ChezScheme
ChezScheme copied to clipboard
Log GC pause times when collect-notify is active
I got curious about GC pause times, so I changed the logging.
a6le/mats/summary
looks clean with this change.
I like this idea. If you feel like it, you might add bytes reclaimed and streamline the message so the message reads something like this:
[collecting generation 1 into 2...reclaimed 3.9M of 1.5G in 22.247ms]
where before and after bytes are computed using bytes-allocated for just the copied generations. I would include just CPU time.
NB. The calculation of diff-us should round rather than truncate. You could us, e.g., (round (/ (time-nanosecond diff) 1000))
or (div (+ (time-nanosecond diff) 500) 1000)
. The first rounds halfway amounts to even; the second rounds up. I think for this application I prefer rounding up.

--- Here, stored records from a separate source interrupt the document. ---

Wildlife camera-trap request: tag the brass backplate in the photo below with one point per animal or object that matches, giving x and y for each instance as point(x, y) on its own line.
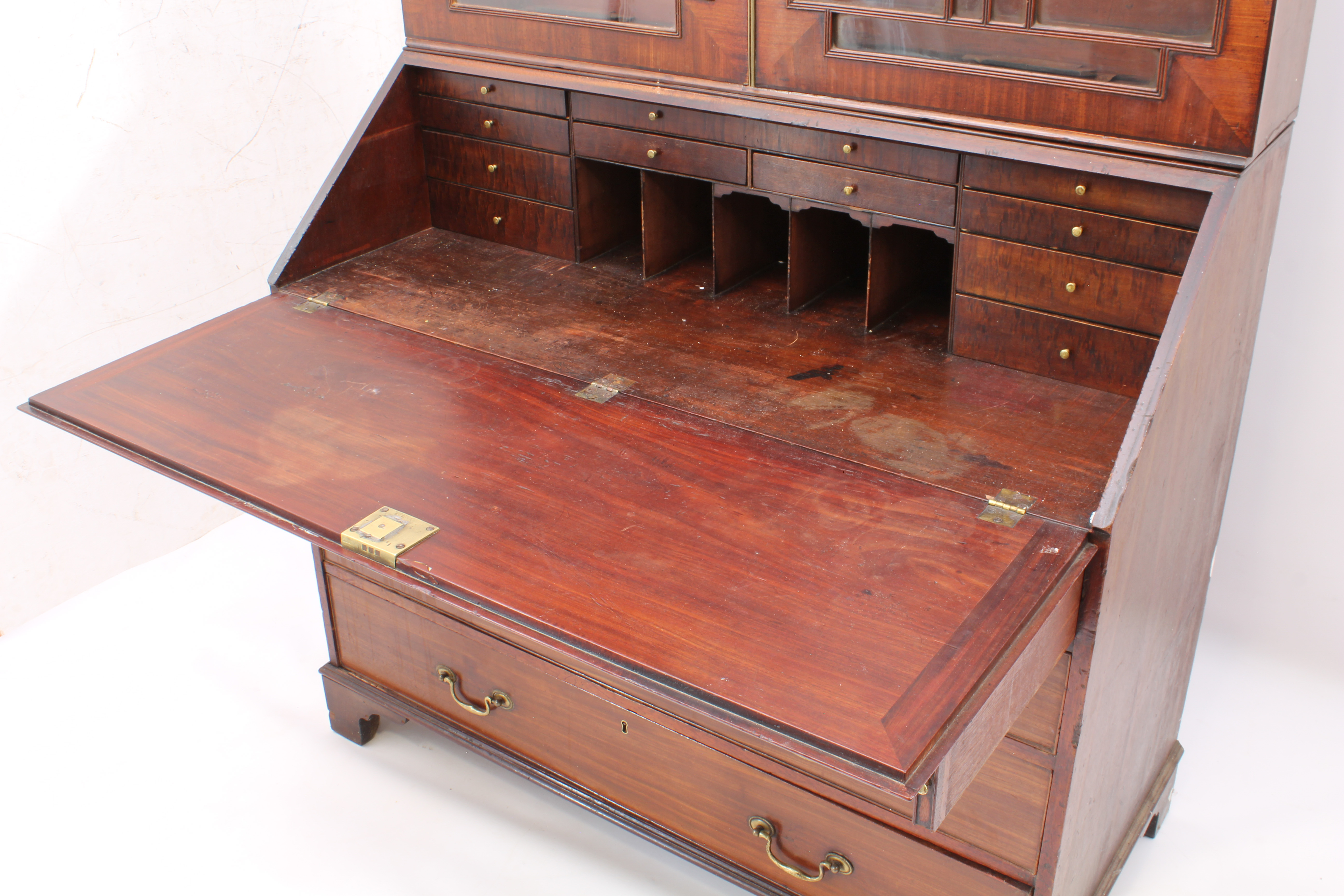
point(1007, 508)
point(386, 535)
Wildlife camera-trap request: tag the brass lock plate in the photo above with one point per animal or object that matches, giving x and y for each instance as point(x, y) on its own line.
point(386, 535)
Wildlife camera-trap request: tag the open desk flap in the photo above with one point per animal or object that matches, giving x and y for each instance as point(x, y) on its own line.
point(863, 622)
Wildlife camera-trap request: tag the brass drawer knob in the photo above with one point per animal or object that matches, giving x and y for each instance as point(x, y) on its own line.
point(834, 863)
point(496, 701)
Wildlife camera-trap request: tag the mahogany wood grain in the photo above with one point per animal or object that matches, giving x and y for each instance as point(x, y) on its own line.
point(491, 92)
point(1207, 101)
point(889, 156)
point(608, 209)
point(506, 125)
point(519, 172)
point(1039, 722)
point(677, 220)
point(826, 250)
point(1104, 292)
point(522, 223)
point(666, 119)
point(1120, 240)
point(871, 191)
point(1163, 538)
point(378, 197)
point(1105, 194)
point(725, 164)
point(751, 236)
point(970, 426)
point(1000, 698)
point(515, 494)
point(710, 44)
point(1005, 809)
point(1025, 340)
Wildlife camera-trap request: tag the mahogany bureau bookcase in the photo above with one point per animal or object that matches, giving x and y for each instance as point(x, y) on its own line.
point(796, 430)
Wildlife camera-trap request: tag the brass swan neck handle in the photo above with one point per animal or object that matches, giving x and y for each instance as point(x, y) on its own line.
point(834, 863)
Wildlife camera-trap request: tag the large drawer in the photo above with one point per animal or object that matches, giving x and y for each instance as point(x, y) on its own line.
point(1065, 284)
point(867, 190)
point(675, 782)
point(507, 170)
point(722, 164)
point(1073, 230)
point(1056, 347)
point(502, 220)
point(487, 123)
point(1082, 190)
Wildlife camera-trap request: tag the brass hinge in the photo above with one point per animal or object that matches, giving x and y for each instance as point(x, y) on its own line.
point(386, 535)
point(605, 389)
point(1007, 508)
point(324, 300)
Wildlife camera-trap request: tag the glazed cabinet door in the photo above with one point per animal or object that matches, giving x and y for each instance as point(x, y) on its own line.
point(1177, 73)
point(698, 38)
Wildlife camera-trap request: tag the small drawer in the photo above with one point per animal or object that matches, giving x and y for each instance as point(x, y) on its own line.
point(722, 164)
point(1057, 347)
point(664, 120)
point(510, 95)
point(849, 150)
point(1082, 190)
point(490, 123)
point(509, 170)
point(867, 190)
point(1095, 291)
point(502, 220)
point(1073, 230)
point(683, 786)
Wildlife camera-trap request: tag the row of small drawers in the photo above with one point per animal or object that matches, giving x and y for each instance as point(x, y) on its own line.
point(628, 753)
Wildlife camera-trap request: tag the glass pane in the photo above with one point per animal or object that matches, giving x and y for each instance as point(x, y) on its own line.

Do you mean (div (+ (time-nanosecond diff) 999) 1000)
for rounding up?
If we want just one time, I recommend using (monotonic) real time, not CPU time, because that reflects the GC pause the application sees. CPU time can be much less (paging, descheduling).
Is there already a MB/GB formatting function I can reuse? On the other hand, people may want to process this by scripts, so using MB unconditionally may be better.

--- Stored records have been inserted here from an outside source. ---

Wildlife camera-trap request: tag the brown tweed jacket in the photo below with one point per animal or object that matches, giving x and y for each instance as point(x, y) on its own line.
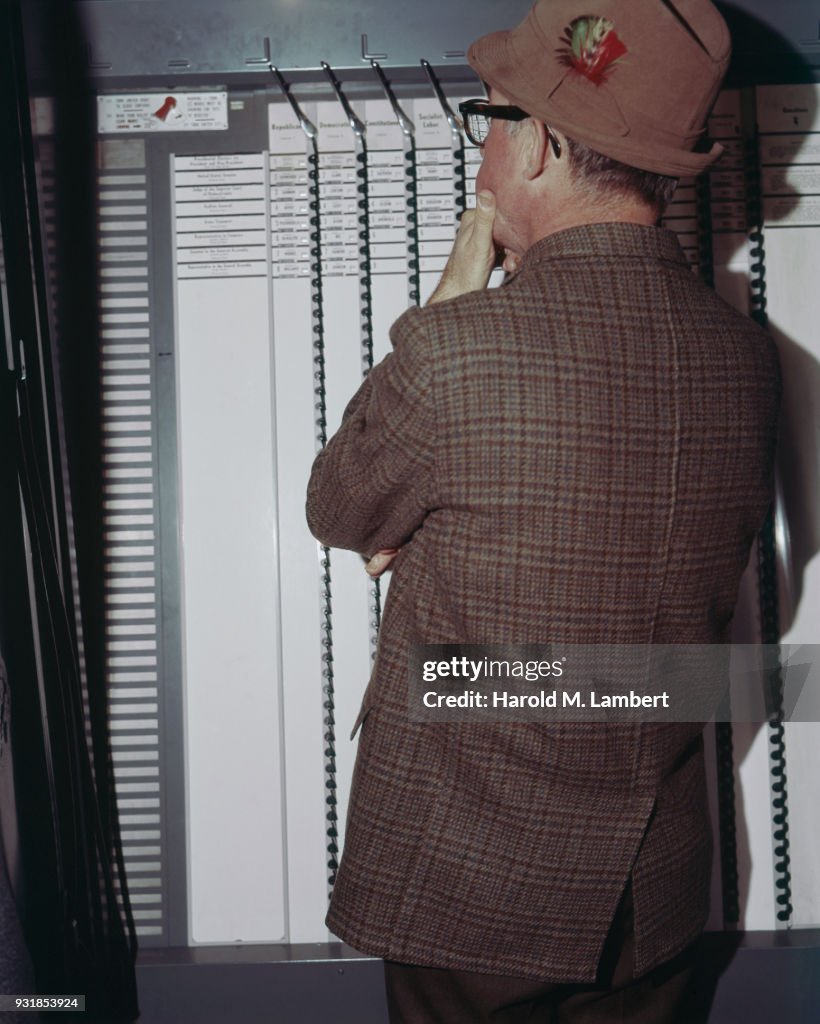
point(584, 456)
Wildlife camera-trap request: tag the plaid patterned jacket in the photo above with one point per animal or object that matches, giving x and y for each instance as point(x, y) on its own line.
point(583, 456)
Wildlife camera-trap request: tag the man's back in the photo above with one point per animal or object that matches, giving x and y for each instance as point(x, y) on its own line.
point(581, 457)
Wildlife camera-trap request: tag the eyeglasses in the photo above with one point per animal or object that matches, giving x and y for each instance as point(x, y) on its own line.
point(477, 114)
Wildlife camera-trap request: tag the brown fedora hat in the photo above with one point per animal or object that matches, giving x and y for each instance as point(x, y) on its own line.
point(632, 79)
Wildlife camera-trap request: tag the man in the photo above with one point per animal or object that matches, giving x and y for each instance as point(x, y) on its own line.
point(581, 456)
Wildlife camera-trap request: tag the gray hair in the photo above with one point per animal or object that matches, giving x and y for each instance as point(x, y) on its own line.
point(607, 177)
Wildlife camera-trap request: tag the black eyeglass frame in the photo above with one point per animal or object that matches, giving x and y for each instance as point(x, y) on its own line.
point(482, 108)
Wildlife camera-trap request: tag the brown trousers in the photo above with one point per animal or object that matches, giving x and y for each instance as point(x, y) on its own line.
point(431, 995)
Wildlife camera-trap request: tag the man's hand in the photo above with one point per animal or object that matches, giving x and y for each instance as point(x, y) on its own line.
point(381, 561)
point(473, 255)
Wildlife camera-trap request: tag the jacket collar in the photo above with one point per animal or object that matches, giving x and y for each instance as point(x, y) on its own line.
point(615, 239)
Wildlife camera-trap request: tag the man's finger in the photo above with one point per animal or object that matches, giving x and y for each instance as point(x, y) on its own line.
point(380, 561)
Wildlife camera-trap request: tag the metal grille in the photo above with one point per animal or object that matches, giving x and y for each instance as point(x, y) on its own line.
point(130, 539)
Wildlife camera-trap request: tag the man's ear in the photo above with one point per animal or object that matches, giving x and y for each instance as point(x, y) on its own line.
point(535, 146)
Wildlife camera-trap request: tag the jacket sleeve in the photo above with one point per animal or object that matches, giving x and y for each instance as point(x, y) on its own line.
point(373, 484)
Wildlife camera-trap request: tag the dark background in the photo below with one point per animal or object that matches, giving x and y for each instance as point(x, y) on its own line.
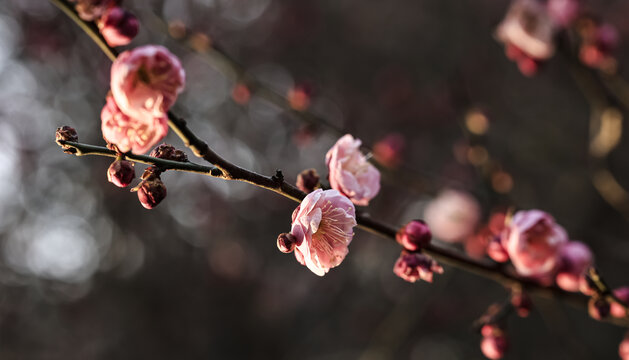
point(87, 273)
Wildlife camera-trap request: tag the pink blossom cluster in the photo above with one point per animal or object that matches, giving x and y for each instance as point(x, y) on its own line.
point(145, 83)
point(117, 25)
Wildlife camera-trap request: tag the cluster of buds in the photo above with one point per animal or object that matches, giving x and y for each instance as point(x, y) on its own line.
point(494, 344)
point(117, 25)
point(598, 44)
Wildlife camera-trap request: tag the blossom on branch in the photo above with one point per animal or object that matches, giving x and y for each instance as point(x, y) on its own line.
point(533, 241)
point(323, 228)
point(138, 135)
point(146, 81)
point(350, 172)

I actually meant 500. 999 would implement ceiling rather than round.
Using monotonic time and MB is fine with me.
Output now looks like this:
[collecting generation 1 into generation 2...1155.791M->1150.998M in 2.082ms]

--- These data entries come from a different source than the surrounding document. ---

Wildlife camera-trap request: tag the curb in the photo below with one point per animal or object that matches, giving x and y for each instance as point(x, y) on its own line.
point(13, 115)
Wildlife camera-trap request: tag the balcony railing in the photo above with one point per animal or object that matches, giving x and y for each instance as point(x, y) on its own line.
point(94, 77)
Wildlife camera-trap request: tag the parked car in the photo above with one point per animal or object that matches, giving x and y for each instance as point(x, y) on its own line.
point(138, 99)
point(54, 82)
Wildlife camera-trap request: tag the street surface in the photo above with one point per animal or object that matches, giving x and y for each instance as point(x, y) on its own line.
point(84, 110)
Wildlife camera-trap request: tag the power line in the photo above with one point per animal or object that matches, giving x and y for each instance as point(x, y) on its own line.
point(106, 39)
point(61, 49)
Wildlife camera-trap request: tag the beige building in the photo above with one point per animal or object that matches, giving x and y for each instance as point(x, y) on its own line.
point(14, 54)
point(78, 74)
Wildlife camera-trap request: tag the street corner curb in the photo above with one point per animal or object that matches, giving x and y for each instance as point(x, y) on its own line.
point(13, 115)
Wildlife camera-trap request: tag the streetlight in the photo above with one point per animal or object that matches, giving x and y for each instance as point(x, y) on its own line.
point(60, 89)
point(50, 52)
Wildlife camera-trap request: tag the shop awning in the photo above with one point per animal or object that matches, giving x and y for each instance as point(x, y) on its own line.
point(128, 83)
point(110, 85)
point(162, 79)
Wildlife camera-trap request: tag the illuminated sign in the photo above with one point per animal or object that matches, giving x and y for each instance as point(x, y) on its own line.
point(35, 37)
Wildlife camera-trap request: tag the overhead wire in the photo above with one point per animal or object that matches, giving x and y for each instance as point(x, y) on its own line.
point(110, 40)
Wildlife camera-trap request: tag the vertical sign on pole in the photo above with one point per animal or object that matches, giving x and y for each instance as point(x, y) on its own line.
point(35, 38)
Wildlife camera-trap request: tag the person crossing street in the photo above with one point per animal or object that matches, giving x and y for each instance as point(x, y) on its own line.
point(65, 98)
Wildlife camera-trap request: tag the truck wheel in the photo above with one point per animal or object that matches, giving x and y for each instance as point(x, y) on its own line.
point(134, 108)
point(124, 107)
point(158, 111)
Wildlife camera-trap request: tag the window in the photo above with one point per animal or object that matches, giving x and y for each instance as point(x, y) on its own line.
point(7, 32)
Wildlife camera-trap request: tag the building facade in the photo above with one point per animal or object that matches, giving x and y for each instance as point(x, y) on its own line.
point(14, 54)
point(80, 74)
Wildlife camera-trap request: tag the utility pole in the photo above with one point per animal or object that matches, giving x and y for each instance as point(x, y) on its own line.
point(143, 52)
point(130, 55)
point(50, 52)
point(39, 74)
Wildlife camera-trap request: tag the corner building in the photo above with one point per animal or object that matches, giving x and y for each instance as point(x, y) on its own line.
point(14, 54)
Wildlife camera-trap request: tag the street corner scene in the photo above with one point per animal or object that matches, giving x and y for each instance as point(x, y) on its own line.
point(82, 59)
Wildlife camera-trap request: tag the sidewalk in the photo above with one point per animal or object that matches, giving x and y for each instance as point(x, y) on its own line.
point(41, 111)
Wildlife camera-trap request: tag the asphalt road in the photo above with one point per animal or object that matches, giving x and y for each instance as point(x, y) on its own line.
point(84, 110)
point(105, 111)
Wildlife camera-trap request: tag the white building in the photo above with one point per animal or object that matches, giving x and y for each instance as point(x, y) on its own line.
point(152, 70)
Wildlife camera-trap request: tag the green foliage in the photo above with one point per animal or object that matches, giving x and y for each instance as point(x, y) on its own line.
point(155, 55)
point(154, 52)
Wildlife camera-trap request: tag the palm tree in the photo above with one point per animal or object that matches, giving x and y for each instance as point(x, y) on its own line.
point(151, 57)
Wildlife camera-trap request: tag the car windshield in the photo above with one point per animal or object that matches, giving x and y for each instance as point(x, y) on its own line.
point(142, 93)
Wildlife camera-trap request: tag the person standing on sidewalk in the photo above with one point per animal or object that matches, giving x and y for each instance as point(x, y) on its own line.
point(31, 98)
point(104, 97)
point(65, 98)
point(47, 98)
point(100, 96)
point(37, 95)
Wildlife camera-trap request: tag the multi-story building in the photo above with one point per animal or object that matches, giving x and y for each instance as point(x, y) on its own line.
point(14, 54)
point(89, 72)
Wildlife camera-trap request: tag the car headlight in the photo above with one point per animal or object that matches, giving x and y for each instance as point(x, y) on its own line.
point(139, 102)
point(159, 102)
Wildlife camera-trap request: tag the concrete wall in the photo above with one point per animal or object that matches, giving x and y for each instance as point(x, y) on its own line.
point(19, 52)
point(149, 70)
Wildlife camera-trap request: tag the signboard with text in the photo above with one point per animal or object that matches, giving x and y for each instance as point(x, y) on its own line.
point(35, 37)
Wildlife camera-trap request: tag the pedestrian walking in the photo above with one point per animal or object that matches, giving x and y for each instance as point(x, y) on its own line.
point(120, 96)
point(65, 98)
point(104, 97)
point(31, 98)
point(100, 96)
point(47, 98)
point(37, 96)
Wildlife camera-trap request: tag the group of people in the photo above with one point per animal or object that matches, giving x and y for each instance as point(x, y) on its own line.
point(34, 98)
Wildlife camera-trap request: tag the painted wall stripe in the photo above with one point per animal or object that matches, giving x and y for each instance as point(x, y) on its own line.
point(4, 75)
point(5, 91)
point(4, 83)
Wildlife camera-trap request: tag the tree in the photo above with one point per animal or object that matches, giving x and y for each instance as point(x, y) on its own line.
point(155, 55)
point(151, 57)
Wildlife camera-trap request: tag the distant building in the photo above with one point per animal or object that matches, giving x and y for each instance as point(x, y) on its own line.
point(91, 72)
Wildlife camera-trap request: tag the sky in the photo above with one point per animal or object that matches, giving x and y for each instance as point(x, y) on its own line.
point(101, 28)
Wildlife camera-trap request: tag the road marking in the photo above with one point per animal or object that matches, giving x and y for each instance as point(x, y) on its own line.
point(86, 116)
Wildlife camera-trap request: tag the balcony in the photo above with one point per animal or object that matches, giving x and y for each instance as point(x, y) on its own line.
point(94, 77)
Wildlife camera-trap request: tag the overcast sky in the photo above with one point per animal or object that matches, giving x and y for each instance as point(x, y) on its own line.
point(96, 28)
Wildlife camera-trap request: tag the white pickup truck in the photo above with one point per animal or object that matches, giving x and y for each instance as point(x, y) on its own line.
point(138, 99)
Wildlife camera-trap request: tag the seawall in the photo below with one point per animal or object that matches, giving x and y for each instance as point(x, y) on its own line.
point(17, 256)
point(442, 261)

[collecting generation 0 into generation 1...1159.033M->1154.305M in 0.301ms]
[collecting generation 0 into generation 1...1162.332M->1157.612M in 0.304ms]
[collecting generation 0 into generation 1...1165.639M->1160.919M in 0.299ms]
[collecting generation 4 into generation 4...1168.947M->319.112M in 153.469ms]
[collecting generation 0 into generation 1...327.144M->322.417M in 0.399ms]
[collecting generation 0 into generation 1...330.449M->325.724M in 0.414ms]
I switched to floating point arithmetic, hoping that's okay.
I think the before/after heap sizes are more informative than the amount of reclaimed memory. (It's what other GCs prints.) It also sidesteps the issue whether the reclaimed memory can go negative.
I'm going to add a LOG
entry once the NOP change has been merged.
I'm not enthusiastic about using floating-point arithmetic for such things because I have to think about whether it can cause problems. In this case I don't think so, but it would be safer to stick with exact arithmetic. You can still use "~,3f"
to format an exact rational number, though I think it would be better to use at most as many digits to the right of the decimal point as necessary to get three significant places. If this seems ugly, I would go back to my original idea of using K, M, G, and T as appropriate and let output-processing scripts deal with it.
More importantly, I think it would be more informative to see how many bytes of the bytes actually subject to collection (i.e., those in the collected generations) were reclaimed (or retained). Getting that is a bit more involved than I described earlier. To compute the bytes subject to collection, I think you'll need to sum the bytes allocated in the collected generations before calling do-gc
, say via (do ([i 0 (fx+ i 1)] [n 0 (+ n (bytes-allocated i))]) ((fx> i g) n))
. To compute the bytes reclaimed you can use the existing logic, i.e., subtract (bytes-allocated)
before do-gc
from (bytes-allocated)
after, since any reclaimed bytes have to have come from the collected generations.
Following up on Kent's last message, are you still interesting in moving forward with this PR?
@fweimer, I'm going to close this pull request for now. You're welcome to post a follow-up message to this request if you'd like to continue to work on it.